Loss of the Fragile X mental retardation protein (FMRP) is associated with presumed postsynaptic deficits in mouse models of Fragile X syndrome. However, the possible presynaptic roles of FMRP in learning-related plasticity have received little attention. As a result, the mechanisms whereby FMRP influences synaptic function remain poorly understood. To investigate the cellular locus of the effects of FMRP on synaptic plasticity, we cloned the Aplysia homolog of FMRP and find it to be highly expressed in neurons. By selectively down-regulating FMRP in individual Aplysia neurons at the sensory-to-motor neuron synapse reconstituted in co-cultures, we demonstrate that FMRP functions both pre- and postsynaptically to constrain the expression of long-term synaptic depression induced by repeated pulses of FMRF-amide.
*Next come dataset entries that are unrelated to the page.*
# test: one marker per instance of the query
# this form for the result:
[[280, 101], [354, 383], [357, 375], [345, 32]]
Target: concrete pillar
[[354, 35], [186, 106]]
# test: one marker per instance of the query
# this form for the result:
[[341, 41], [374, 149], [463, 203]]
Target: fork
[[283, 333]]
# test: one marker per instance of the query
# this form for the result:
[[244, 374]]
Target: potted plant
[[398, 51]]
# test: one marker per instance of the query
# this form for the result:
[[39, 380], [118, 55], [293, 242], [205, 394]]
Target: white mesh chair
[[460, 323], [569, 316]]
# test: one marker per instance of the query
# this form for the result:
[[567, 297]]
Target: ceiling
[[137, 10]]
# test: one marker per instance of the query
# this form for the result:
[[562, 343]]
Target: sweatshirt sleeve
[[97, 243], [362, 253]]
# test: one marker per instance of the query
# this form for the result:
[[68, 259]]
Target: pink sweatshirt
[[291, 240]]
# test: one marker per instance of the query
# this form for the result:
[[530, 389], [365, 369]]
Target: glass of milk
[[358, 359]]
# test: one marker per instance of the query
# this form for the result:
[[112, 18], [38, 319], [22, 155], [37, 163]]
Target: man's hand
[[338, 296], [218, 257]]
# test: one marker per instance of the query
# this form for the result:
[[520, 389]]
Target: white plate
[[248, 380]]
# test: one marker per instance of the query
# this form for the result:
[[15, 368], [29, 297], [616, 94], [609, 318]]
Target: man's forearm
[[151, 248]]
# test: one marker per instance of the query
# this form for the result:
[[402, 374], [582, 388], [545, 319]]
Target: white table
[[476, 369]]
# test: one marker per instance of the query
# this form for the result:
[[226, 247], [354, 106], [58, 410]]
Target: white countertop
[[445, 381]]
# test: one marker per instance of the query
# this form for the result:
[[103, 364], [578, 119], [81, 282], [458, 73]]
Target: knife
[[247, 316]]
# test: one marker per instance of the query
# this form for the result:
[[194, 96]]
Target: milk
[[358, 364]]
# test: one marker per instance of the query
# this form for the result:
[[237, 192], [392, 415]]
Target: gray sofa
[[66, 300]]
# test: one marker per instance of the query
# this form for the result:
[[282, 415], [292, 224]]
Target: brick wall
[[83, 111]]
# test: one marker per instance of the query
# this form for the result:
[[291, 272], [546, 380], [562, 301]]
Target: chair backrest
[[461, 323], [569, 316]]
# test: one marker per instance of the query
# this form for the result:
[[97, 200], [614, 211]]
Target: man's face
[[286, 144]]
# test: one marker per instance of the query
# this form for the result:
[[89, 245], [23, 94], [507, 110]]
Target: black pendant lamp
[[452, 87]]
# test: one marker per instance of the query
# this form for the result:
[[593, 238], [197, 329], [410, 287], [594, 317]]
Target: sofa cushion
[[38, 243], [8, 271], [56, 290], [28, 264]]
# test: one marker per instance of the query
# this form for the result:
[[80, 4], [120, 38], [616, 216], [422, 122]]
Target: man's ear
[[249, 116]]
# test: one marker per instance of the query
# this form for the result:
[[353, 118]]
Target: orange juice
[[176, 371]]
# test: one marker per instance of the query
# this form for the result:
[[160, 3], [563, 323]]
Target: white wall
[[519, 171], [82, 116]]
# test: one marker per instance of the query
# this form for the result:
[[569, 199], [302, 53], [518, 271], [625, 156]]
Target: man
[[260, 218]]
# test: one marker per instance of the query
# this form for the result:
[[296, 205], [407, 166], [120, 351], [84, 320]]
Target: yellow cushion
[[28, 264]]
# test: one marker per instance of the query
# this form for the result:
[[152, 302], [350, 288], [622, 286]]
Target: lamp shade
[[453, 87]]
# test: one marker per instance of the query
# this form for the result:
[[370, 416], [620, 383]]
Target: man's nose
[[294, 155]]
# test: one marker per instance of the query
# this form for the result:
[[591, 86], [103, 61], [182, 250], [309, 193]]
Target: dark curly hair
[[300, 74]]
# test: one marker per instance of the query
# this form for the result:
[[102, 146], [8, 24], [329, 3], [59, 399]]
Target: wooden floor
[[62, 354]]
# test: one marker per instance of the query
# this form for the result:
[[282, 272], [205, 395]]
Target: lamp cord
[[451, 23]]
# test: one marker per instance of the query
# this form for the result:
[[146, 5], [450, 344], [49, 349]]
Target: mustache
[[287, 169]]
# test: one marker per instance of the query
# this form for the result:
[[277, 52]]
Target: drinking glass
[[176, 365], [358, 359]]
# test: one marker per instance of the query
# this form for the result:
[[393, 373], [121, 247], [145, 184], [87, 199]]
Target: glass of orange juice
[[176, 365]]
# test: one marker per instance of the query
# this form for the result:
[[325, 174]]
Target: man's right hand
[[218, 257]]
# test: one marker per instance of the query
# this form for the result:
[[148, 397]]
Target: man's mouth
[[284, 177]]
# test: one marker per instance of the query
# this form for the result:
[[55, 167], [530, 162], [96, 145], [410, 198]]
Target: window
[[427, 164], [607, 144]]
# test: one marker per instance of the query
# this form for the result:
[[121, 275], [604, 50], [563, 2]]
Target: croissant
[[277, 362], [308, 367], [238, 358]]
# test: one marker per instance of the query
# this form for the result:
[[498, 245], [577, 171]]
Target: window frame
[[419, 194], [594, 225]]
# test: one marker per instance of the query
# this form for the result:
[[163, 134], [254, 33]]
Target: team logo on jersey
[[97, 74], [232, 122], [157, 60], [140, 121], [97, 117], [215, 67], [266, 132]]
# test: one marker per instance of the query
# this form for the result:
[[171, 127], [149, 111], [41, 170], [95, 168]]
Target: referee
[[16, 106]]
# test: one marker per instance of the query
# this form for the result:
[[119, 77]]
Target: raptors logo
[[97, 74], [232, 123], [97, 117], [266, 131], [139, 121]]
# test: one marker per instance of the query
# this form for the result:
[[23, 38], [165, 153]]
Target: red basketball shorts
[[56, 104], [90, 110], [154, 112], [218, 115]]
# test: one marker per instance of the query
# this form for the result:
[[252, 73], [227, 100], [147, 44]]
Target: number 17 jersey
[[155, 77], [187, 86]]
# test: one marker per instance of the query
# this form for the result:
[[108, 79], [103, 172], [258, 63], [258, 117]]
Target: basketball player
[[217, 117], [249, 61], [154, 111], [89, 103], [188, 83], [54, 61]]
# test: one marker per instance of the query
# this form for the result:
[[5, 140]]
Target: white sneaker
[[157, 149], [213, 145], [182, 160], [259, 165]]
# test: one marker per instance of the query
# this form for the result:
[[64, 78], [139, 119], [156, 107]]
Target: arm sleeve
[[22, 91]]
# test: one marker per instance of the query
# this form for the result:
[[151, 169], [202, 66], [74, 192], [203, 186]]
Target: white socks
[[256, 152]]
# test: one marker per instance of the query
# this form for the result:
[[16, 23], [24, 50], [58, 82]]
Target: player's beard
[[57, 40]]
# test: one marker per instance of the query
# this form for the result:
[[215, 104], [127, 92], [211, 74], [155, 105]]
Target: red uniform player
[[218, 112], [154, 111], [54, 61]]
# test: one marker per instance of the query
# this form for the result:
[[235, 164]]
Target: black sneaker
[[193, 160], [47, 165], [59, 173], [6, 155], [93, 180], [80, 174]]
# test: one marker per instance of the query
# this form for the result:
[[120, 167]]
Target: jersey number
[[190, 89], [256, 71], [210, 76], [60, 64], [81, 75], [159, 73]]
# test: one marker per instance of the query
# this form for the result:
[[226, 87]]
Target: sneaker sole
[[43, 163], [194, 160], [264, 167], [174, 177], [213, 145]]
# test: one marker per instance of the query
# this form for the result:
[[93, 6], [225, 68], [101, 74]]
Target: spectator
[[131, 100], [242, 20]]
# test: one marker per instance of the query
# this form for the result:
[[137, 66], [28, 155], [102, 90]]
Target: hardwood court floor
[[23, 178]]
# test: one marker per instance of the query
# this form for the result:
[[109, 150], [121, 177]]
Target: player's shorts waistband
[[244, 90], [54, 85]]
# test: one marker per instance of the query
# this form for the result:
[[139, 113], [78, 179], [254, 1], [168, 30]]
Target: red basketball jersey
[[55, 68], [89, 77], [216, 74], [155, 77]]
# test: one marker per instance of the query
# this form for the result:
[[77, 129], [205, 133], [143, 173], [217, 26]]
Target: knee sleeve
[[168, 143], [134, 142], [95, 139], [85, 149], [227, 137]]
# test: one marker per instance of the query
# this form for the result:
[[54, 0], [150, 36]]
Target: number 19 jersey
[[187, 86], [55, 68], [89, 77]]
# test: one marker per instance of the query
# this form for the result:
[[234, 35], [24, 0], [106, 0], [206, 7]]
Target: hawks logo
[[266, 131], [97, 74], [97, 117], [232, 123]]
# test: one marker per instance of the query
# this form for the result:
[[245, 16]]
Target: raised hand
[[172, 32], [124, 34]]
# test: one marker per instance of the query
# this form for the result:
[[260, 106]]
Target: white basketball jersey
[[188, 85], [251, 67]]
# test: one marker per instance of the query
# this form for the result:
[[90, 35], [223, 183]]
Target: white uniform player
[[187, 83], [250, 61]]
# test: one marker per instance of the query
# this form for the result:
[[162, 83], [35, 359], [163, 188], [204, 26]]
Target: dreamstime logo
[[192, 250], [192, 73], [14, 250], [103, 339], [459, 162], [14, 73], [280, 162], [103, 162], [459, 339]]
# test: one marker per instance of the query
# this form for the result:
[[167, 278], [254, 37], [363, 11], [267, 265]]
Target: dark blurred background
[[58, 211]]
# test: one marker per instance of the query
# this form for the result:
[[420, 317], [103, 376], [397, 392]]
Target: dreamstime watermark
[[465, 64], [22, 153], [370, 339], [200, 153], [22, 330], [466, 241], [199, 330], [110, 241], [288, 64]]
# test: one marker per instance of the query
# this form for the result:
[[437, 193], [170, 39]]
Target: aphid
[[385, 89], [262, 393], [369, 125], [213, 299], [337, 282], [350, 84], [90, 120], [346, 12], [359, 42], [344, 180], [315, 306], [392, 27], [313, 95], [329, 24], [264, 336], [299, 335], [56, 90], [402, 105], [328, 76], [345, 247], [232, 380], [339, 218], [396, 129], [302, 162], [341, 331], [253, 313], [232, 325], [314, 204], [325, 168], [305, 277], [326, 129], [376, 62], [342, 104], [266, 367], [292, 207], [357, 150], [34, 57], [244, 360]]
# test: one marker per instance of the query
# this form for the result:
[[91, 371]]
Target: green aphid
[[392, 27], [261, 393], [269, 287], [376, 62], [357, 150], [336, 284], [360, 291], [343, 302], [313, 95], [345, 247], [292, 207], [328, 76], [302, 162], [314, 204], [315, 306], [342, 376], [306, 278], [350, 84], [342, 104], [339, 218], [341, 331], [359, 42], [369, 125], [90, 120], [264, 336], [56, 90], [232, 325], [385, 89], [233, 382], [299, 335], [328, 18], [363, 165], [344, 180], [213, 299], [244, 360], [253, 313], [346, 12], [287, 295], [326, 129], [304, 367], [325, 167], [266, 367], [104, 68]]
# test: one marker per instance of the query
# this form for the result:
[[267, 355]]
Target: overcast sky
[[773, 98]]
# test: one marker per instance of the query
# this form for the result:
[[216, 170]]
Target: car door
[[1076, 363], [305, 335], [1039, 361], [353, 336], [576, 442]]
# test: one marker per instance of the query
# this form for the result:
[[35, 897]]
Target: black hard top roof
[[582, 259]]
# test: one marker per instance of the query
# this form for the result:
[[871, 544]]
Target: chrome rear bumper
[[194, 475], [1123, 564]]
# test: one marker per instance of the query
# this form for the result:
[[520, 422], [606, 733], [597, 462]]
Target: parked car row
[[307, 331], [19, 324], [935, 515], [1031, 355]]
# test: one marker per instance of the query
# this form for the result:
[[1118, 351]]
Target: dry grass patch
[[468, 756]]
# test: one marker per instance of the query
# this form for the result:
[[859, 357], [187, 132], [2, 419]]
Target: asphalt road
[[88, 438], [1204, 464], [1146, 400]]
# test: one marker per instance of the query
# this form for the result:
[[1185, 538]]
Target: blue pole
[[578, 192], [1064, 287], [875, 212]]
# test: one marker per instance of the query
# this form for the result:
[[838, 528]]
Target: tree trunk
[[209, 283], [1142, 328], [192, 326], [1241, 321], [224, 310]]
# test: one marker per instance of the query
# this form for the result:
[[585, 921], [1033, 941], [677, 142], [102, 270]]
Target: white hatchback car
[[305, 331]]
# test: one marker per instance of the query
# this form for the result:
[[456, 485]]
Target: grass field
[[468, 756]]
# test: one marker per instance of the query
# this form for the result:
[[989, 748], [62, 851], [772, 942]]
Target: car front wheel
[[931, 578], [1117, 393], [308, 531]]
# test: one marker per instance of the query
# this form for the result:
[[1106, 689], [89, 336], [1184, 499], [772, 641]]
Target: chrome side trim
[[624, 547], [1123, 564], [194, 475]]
In contrast, FMRP has little to no effect on long-term synaptic facilitation induced by repeated pulses of serotonin. Since other components of signaling pathways involved in plasticity appear to be conserved between Aplysia and mammalian neurons, our findings suggest that FMRP can participate in both pre- and postsynaptic regulation of enduring synaptic plasticity that underlies the storage of certain types of long-term memory.